Zapadam w objęcia niewygodnej karimaty i chyba zasypiam. Tego akurat nie jestem pewien, bo wciąż czuję pod plecami, a szczególnie w okolicach krzyża, nierówności, nieusunięte kamienie, gdy srebrna mgła wnika przez cienkie płótno namiotu, falując i wypierając mrok do kątów. Z najgłębszej ciemności, z miejsca, gdzie zwykle chowam buty, dochodzi mnie głos.

- Jesteś jak ta ćma, panie, nocny motyl zmierzający wprost w ogień.

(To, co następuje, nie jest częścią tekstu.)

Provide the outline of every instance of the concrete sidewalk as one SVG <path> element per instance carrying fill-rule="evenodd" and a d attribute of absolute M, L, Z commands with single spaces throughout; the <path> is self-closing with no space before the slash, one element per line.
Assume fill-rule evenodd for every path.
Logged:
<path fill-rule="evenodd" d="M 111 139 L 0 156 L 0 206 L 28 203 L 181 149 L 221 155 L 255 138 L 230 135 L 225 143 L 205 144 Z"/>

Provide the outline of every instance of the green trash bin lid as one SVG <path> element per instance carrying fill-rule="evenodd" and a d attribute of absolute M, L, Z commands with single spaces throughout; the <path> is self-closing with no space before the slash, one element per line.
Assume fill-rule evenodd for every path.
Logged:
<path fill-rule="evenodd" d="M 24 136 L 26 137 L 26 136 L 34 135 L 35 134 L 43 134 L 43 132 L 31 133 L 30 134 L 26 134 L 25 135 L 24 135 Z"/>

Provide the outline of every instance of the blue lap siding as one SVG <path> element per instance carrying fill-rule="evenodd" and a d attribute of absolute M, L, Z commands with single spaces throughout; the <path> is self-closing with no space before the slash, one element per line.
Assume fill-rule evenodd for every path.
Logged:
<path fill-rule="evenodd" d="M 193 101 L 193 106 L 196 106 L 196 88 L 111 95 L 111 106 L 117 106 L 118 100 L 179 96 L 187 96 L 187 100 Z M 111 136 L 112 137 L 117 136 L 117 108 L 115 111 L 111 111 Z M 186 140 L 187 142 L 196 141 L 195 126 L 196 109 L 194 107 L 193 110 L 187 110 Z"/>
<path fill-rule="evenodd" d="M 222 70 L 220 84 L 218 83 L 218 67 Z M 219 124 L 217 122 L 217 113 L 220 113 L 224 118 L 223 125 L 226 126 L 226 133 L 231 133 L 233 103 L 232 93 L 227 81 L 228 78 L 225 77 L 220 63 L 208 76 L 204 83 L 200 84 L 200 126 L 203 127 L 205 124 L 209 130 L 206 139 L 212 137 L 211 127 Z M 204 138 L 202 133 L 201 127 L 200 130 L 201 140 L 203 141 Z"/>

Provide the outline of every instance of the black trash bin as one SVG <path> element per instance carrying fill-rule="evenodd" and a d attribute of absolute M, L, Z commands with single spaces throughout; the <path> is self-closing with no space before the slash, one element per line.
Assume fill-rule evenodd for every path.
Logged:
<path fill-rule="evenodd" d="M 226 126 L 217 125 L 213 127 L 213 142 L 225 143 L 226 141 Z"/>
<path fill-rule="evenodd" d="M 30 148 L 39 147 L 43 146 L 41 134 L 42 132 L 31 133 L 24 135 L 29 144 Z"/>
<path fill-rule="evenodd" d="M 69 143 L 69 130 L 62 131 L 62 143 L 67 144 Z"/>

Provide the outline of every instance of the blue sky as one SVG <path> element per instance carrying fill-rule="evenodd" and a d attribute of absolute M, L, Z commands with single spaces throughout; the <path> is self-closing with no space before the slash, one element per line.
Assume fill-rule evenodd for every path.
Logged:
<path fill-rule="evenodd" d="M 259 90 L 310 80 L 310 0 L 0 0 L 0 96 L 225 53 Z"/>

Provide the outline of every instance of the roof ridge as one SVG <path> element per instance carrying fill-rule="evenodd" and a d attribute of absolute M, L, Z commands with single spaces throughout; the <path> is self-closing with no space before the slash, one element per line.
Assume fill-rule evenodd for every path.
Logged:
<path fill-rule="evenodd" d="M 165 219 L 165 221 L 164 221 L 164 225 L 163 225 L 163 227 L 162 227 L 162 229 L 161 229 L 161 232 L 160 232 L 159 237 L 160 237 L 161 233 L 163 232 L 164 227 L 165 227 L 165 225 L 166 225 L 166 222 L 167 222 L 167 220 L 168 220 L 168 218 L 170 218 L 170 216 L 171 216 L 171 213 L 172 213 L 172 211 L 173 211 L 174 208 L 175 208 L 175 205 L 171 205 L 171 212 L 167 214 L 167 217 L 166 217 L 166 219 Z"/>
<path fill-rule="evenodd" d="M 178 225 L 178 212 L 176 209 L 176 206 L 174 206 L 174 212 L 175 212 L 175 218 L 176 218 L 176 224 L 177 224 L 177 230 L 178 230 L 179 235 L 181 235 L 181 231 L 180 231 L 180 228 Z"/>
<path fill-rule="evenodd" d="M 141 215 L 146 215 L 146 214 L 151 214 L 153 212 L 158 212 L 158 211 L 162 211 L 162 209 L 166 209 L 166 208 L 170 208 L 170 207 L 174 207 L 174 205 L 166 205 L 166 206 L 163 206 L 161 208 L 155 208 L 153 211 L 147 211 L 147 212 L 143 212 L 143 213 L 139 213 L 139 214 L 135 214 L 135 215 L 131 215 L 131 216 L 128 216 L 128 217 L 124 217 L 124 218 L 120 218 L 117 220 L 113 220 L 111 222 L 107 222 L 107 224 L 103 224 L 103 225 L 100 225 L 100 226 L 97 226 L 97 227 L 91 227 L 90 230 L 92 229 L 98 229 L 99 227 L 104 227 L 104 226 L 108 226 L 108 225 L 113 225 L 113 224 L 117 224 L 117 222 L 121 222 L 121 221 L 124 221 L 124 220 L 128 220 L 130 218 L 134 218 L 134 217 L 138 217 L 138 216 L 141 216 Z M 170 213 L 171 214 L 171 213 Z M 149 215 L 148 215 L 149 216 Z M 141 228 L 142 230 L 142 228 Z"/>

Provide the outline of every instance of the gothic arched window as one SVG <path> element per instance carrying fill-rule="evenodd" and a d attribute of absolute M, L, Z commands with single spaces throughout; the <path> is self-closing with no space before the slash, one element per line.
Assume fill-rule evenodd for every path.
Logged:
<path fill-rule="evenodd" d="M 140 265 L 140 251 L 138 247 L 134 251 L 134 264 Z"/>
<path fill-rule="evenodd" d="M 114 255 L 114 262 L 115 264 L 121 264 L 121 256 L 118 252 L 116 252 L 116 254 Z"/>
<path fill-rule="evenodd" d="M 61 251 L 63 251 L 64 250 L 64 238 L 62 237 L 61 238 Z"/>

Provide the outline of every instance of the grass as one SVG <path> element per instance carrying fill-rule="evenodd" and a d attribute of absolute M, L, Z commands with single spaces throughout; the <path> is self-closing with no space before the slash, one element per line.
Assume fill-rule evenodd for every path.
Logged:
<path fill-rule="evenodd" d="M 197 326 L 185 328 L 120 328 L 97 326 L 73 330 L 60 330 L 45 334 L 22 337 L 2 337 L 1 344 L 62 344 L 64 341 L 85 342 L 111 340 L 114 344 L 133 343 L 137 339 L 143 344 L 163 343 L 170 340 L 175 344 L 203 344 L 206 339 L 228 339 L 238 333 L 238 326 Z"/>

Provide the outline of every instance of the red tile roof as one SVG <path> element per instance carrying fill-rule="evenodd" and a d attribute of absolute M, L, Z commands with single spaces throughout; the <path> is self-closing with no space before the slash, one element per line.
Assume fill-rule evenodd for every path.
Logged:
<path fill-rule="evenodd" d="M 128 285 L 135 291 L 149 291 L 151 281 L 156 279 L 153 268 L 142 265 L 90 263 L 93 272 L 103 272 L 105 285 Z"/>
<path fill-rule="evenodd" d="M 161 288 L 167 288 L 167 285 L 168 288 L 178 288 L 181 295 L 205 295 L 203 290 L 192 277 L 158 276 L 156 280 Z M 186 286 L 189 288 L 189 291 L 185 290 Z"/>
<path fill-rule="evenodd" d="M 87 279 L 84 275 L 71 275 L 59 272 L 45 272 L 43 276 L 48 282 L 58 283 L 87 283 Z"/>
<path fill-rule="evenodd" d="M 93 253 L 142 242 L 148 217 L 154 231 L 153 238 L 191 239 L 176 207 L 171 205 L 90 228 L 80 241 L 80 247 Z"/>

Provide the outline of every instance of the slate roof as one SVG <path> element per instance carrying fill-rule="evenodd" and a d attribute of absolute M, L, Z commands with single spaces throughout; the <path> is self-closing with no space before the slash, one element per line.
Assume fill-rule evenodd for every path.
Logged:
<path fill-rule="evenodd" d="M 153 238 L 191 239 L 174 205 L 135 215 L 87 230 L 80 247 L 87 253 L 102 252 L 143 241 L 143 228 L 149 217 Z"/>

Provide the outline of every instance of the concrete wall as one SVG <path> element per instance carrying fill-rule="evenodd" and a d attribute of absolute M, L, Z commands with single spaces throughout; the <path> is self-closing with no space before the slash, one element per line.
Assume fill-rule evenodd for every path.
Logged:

Próbuję wymamrotać - Paszła won! - próbuję, ale usta mam zlepione srebrną przędzą

- Wstań i idź! Za potrzebą, za głosem serca.

Faktycznie, czuję potrzebę. Rozpiera mi pęcherz, napiera na ... Jak to po kilku piwach. Narzucam coś na siebie, bo trochę się ochłodziło. Wyciągam z kącika buty. Delikatnie, z obawą czy nie kryje się tam jakaś profetyczna wiedźma. Wszystko to automatycznie, niczym somnambulik. Jeżeli wciąż śpię, tuląc się do nieprzytulnej karimaty, to moja złocista fontanna, co to niby pod drzewkiem, może się skończyć tragicznie. Otrząsam ostatnie kropelki, które w poświacie księżyca zamieniają się w maleńkie gwiazdy, z sykiem wypalające dziurki w mchu. Smużki dymu unoszą się, zmieniają w srebrne nici, splatające się z księżycowymi promieniami.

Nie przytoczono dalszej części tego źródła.